The land on which we stand

Why did it take a Becker-Rose Café talk with Professor Cheyfitz for me to find out I live on Cayuga land obtained through force and fraud? Why had I never before heard about the US being reluctant to sign the Declaration of Indigenous Rights? Why do we have phrases like “The way of the Indian,” which imply Indians are long gone? And most of all, why had I never had a desire to learn about these things?

Ignorance. This is just not something I have learned about in school. Like Professor Cheyfitz pointed out, I learned a lot about slavery as a part of U.S. history but it ended there. I never learned about where the land for slavery to even happen was gotten and what has happened to the people it was taken from.

It’s amazing how you don’t know you’re being ignorant until you learn what you didn’t know… like that 1/3 of Indian women are raped and over 80% of these rapes are from people OFF their site, that American Indians are recognized as a political entity and not a race, that Indians are the poorest communities in the USA, an that they did not ask to be citizens of the United States; it was imposed on them.

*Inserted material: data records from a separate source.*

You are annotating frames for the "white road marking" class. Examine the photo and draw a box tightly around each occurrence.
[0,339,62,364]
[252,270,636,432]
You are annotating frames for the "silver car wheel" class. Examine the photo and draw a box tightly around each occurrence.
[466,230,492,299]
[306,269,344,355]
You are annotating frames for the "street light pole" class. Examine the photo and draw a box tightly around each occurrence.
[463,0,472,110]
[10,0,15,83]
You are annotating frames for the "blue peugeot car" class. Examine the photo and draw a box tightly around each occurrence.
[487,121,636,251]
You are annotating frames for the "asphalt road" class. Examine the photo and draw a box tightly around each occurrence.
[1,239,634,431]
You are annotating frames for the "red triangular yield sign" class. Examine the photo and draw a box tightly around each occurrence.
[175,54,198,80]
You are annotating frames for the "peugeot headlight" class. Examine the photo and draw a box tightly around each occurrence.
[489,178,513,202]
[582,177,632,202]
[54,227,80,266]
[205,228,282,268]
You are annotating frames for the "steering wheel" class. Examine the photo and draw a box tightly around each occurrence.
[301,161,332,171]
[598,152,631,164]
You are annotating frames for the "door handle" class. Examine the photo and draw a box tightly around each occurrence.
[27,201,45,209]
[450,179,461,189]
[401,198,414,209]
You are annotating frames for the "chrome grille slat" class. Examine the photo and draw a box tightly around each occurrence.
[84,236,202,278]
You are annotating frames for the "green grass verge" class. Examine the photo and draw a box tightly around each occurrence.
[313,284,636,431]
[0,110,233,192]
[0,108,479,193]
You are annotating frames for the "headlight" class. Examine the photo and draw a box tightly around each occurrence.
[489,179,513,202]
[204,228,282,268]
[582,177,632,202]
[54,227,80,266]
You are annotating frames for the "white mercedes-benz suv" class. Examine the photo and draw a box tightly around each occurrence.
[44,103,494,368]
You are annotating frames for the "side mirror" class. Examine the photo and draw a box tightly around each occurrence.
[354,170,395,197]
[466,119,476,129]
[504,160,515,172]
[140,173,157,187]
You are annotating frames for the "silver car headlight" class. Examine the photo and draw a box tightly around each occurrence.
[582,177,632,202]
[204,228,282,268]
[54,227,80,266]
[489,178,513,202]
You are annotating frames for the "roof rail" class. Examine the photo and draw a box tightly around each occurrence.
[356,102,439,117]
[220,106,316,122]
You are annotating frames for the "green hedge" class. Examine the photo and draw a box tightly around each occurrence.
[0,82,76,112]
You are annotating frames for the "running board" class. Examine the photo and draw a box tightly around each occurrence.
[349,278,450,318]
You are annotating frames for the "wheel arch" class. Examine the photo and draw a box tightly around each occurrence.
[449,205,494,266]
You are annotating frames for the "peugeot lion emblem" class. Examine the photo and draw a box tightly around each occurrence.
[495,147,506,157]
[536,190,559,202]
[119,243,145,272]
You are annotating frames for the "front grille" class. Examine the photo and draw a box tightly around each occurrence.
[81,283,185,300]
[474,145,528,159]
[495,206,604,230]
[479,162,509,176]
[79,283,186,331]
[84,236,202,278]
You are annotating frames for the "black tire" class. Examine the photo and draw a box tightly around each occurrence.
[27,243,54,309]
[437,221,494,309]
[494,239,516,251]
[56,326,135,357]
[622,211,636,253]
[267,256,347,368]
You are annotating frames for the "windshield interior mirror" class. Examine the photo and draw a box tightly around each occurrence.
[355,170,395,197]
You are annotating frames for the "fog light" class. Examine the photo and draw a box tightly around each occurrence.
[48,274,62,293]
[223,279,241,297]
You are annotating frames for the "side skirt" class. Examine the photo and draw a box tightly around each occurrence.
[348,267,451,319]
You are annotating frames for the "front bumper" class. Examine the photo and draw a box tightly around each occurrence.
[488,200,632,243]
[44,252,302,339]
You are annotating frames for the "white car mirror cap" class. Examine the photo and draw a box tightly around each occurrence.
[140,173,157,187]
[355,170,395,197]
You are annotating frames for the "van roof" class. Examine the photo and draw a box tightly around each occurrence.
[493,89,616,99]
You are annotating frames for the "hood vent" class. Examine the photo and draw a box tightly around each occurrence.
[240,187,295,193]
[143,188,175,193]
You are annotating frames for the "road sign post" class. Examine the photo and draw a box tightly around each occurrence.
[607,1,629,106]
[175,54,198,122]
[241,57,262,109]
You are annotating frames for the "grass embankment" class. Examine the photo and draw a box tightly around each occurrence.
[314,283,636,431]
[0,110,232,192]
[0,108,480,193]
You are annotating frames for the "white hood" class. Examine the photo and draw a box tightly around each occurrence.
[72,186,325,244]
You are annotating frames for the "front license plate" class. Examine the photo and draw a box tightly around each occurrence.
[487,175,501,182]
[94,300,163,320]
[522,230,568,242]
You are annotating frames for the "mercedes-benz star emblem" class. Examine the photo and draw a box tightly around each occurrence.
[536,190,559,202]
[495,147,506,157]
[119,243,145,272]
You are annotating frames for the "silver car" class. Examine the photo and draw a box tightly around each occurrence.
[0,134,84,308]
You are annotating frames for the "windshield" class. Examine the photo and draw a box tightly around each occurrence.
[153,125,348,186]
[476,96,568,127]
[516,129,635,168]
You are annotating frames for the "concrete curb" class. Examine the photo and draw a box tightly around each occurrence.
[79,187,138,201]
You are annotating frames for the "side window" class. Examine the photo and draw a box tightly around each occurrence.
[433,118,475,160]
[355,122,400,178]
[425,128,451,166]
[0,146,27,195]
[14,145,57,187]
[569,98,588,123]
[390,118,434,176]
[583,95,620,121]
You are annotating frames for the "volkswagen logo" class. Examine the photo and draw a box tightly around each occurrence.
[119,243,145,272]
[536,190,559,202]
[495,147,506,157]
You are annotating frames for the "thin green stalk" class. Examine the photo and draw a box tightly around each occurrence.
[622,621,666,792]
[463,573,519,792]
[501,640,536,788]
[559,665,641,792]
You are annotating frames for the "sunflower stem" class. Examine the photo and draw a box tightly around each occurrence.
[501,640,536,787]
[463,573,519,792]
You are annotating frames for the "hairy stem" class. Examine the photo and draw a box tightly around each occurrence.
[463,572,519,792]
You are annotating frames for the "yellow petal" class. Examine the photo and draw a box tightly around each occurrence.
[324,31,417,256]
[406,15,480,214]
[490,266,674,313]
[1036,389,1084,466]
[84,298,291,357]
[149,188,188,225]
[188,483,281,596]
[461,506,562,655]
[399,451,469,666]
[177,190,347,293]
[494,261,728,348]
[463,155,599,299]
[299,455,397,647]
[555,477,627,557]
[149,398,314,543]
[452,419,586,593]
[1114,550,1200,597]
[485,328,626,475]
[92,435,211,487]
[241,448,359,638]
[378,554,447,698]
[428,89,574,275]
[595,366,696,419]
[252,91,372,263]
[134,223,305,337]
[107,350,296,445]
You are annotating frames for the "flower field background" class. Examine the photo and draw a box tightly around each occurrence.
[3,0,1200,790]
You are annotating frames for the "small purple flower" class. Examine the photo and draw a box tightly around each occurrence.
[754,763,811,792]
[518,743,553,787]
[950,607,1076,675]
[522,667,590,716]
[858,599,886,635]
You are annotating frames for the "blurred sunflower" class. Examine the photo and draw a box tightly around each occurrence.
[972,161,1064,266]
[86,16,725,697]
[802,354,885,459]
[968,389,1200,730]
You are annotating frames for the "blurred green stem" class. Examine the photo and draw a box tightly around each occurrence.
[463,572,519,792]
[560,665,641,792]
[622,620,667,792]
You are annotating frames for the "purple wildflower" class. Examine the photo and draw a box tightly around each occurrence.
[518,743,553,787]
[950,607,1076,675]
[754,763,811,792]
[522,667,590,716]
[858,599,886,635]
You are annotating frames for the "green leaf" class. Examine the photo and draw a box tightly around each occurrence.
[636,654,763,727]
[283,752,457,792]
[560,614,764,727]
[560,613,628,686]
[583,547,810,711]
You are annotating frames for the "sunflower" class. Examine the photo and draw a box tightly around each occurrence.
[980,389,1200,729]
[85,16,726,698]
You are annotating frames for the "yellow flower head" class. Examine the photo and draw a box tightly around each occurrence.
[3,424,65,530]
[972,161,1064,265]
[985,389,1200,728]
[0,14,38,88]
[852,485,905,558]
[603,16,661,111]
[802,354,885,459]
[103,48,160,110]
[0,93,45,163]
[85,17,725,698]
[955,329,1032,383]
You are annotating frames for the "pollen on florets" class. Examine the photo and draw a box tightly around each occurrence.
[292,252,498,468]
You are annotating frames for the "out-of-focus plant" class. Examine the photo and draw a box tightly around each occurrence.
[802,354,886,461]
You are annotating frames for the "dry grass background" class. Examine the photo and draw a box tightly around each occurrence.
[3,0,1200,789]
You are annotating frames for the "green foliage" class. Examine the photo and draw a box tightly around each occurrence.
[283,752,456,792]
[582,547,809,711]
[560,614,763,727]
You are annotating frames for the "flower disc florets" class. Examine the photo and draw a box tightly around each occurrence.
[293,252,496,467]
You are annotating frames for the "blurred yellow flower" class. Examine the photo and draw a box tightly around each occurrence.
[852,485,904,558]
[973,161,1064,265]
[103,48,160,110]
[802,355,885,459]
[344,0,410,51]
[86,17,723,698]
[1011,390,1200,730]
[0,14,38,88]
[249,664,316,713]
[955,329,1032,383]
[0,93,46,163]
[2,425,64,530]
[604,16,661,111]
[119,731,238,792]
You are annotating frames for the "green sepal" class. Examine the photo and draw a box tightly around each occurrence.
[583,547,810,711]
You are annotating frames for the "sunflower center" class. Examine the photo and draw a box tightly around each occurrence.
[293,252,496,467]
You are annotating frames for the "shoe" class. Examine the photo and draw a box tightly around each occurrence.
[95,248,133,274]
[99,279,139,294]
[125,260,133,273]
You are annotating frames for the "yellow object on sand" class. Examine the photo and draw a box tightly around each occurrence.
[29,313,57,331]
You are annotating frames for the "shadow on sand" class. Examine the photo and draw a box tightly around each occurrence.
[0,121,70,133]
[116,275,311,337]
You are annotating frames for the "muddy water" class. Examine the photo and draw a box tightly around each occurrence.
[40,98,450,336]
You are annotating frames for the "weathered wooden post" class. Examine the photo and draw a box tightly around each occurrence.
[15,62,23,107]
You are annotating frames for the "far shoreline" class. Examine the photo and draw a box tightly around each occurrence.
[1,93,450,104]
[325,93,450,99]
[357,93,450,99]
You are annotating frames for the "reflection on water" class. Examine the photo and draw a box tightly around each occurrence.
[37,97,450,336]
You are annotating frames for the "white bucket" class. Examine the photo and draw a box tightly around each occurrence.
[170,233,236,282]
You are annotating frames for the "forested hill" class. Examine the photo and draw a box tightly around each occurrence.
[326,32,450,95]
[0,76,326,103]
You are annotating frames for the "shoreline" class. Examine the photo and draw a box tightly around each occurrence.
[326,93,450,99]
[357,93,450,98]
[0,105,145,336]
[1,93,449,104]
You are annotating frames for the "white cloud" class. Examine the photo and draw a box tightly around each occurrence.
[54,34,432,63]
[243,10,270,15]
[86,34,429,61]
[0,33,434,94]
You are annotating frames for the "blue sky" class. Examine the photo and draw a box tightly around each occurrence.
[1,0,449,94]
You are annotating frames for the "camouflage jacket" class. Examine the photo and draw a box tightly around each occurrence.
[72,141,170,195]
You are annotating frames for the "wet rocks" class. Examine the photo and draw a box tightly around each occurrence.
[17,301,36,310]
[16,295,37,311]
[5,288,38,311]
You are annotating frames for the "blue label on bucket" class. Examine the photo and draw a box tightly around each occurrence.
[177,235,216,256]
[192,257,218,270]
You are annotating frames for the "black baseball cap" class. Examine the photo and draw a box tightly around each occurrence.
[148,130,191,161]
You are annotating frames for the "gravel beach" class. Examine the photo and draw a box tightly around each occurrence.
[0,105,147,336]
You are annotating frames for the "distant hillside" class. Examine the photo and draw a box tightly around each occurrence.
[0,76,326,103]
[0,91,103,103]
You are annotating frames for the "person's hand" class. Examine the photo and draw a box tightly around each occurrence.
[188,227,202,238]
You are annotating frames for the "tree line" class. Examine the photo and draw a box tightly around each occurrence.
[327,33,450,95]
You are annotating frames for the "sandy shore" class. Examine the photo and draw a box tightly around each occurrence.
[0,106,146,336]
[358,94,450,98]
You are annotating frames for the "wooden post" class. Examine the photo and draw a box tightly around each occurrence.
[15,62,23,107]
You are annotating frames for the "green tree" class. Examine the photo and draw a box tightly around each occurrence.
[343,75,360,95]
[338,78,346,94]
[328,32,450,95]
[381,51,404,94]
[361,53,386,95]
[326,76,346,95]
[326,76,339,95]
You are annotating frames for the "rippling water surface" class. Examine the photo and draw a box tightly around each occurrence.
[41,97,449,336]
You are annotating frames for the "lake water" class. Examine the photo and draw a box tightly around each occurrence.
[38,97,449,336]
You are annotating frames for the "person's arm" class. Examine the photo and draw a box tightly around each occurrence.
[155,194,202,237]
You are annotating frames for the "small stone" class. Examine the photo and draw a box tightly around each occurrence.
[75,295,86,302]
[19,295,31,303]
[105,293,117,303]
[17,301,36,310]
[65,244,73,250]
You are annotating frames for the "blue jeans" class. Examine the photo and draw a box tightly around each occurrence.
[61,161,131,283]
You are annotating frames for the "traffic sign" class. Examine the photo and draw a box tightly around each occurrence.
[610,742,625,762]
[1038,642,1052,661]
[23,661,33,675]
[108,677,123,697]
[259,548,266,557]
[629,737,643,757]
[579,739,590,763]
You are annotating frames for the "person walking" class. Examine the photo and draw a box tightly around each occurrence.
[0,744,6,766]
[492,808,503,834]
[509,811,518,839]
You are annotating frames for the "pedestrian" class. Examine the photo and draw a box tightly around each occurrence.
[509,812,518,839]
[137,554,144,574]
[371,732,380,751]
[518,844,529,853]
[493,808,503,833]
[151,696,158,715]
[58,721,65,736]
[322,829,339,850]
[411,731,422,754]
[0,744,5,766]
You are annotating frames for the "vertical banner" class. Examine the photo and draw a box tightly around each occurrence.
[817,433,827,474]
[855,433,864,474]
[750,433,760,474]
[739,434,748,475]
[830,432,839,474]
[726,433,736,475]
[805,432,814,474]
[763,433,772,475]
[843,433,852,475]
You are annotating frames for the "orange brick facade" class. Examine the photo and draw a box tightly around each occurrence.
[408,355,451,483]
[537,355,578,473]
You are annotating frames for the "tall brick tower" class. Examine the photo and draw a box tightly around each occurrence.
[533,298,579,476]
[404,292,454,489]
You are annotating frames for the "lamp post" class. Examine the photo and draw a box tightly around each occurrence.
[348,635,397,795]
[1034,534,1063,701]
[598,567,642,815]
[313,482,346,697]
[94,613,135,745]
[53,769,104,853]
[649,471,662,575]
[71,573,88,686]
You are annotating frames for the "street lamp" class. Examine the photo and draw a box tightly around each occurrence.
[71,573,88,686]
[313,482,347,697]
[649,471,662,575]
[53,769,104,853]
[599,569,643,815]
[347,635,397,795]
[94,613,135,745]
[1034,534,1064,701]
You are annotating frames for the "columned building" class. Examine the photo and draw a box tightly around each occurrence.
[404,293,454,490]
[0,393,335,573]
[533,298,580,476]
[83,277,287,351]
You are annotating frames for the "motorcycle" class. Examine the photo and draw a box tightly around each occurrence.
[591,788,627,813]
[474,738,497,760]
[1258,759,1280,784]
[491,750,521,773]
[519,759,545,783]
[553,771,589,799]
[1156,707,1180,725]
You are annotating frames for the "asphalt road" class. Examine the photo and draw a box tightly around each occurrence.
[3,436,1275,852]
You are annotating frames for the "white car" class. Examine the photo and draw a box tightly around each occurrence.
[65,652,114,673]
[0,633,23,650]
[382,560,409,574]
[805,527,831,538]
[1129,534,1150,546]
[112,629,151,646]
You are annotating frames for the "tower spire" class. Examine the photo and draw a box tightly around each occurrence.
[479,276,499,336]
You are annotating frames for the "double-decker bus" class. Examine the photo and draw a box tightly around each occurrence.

Professor Cheyfitz summed it up pretty well: If you want to know where you are you need to learn about where your land comes from and who else lives on it.

 

 

 

 

One thought on “The land on which we stand

  1. “It’s amazing how you don’t know you’re being ignorant until you learn what you didn’t know.” So true. It epitomizes American history and our educational system. Like you mentioned, I learned all about the slavery of African Americans in grade school, but merely grazed over the injustices and forced poverty the Native Americans face in the USA today. Awareness, reform, and change are needed.